No one would guess from this description of how he grew enamoured of philosophy, that at the beginning of his arduous studies Dante took a wife. She was Gemma, the daughter of Manetto Donati, but related only distantly, if at all, to the great Corso Donati. They were married in 1292, he being twenty-seven; and in the course of the nine years that elapsed till his exile she bore him five sons and two daughters.[51] From his silence regarding her in his works, and from some words of Boccaccio’s which apply only to the period of his exile, it has been inferred that the union was unhappy. But Dante makes no mention in his writings of his parents or children any more than of Gemma.[52] And why should not his wife be included among the things dearest to him which, he tells us, he had to leave behind him on his banishment? For anything we know to the contrary, their wedded life up to the time of his exile may have been happy enough; although most probably the marriage was one of convenience, and almost certainly Dante found little in Gemma’s mind that answered to his own.[53] In any case it is not safe to lay stress upon his silence.
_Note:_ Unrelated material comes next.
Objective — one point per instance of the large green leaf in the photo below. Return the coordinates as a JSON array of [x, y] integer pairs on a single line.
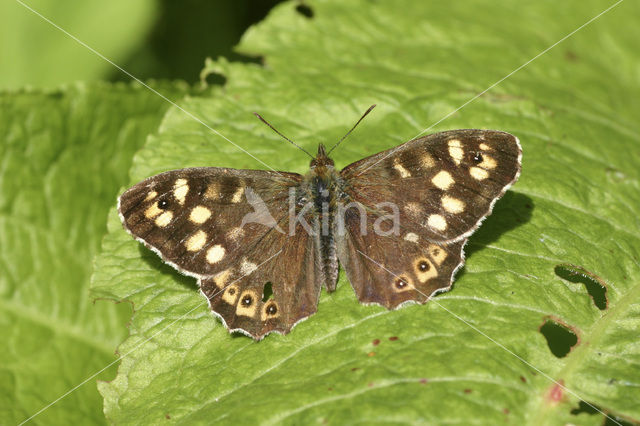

During the period covered by the Vita Nuova he served more than once in the field, and to this none of his earlier works make any reference. In 1289, Arezzo having warmly espoused the Ghibeline cause, the Florentines, led by Corso Donati and the great merchant Vieri dei Cerchi, took up arms and met the foe in the field of Campaldino, on the edge of the upland region of the Casentino. Dante, as a young man of means and family, fought in the vanguard;[54] and in a letter partly preserved by one of his early biographers[55] he describes himself as being then no tiro in arms, and as having with varying emotions watched the fortunes of the day. From this it is clear that he had served before, probably in an expedition into the Aretine territory made in the previous year, and referred to in the Inferno.[56] In the same year as Campaldino was won he was present at the surrender of Caprona, a fortress belonging to Pisa.[57] But of all this he is silent in his works, or only makes casual mention of it by way of illustration. It is, therefore, a waste of time trying to prove his domestic misery from his silence about his marriage.